Alicia Keys has opened up about an experience early in her career that left her feeling “manipulated” and “objectified” by a photographer.
In her memoir More Myself, which came out Tuesday, the singer recalled how she went home and cried after doing a photo shoot ahead of the release of her debut album Songs in A Minor.
Then 19, Keys was left alone with the photographer, who told her to “open up your shirt a little” and “pull the top of your jeans down a bit at the front.”
Keys wrote: “My spirit is screaming that something is wrong, that this feels sleazy. But my protests, lodged in the back of my throat, can’t make their way out.
"If I say no, what doors will be closed to me? I swallow my misgivings, tuck my thumb between the denim and my skin, and obey.”
Keys, now 39, said she was “embarrassed” and “ashamed” when the photo appeared on a magazine cover and wanted to throw up. She said if then-manager Jeff Robinson had been at the shoot, "he would’ve voiced what I couldn’t at the time: Hell no. Close that shirt. Take your hand off your tit. And you’re not going to yank down your jeans."
The experience had a profound impact on Keys. “I swear that I’ll never again let someone rob me of my power,” she wrote. “It’s a promise I still work to keep.”

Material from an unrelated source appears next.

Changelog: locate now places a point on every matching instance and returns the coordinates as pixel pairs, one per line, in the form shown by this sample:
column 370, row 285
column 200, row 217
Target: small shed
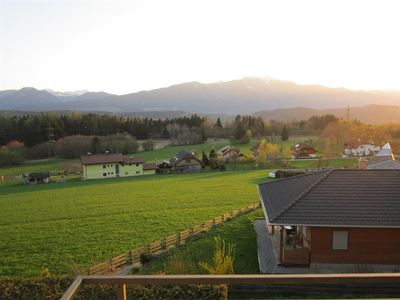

Keys did not name the photographer or the publication but she is referring to the cover of the June 2001 issue of Dazed & Confused (now Dazed) shot by Terry Richardson, who has been dogged by allegations of sexual exploitation and inappropriate sexual behaviour for years. In 2017, major fashion magazines like Vogue, GQ and Vanity Fair announced they would stop commissioning Richardson.